The SN6505 I'm going to use to drive the VFD filament transformer has two variants: the SN6505A oscillates at 160 KHz, while the SN6505B oscillates at 424 kHz. The Canon blocking oscillator ran at about 133 KHz. Noritake-Itron recommends the filament be driven "with a frequency between 10kHz and 200kHz". It seemed to me that 424 kHz was kinda fast, so I thought I'd try the lower-speed variant of the SN6505. But there's a problem.
I'm driving the transformer with a nominal 3.3 volts, but assuming a 10% tolerance it could be as low as 2.97 or as high as 3.63 volts. The SN6505 implements spread-spectrum clocking so the actual frequency will vary from 138 to 203 kHz for the A variant, and from 363 to 517 kHz for the B variant. Since the transformer's V-t product needs to be higher than the applied signal we care most about the highest voltage and lowest frequency.

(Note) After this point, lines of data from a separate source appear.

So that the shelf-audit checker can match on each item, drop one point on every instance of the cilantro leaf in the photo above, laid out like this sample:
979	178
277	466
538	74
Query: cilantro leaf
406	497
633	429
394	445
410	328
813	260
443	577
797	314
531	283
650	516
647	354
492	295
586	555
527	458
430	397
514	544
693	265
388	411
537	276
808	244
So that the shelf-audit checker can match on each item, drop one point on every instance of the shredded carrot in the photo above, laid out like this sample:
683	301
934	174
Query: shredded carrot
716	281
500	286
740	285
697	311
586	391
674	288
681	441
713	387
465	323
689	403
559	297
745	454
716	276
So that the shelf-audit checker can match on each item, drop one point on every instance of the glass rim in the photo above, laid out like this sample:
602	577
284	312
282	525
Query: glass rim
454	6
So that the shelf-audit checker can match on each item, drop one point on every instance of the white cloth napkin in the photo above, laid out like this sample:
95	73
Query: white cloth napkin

The transformer I'm using, the Halo TGM-210NSLF, is rated at 11 V/µs. It was designed for use with the MAX253 transformer driver which oscillates at a minimum of 250 kHz in its high frequency mode. With a 3.63 volt supply the minimum V-t required is 7.26 V/µs. This is the configuration I've been using in my tests.

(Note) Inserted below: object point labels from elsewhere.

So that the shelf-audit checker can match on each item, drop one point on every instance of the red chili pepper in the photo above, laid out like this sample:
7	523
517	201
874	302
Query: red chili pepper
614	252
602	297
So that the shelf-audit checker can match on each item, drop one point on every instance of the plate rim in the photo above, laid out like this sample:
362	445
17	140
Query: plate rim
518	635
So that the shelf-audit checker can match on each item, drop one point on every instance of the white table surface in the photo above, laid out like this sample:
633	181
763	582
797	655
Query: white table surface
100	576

Driven with 3.63 volts at a minimum frequency of 363 kHz the SN6505B requires a transformer with a minimum V-t product of just 5 V/µs. I tested this briefly and found it worked just fine. The SN6505A has a minimum frequency of just 138 kHz, however, which would require a transformer with a V-t product of at least 13 V/µs. That's too high for the 11 V/µs-rated Halo transformer and is a magic smoke containment issue.
I kinda doubt DigiKey would accept a return of a cut tape of 3 chips, even in the unopened static bag. Maybe I'll put 'em on eBay. Anyone want to buy a few SN6505A chips?
I guessI'm going to have to cannibalize my current test circuits, not only for the Halo transformer, but for the SN6505B driver as well. Good thing I fixed my hot air soldering station!
Fortunately, Mouser stocks the SN6505B, and I've added a couple to my pending order.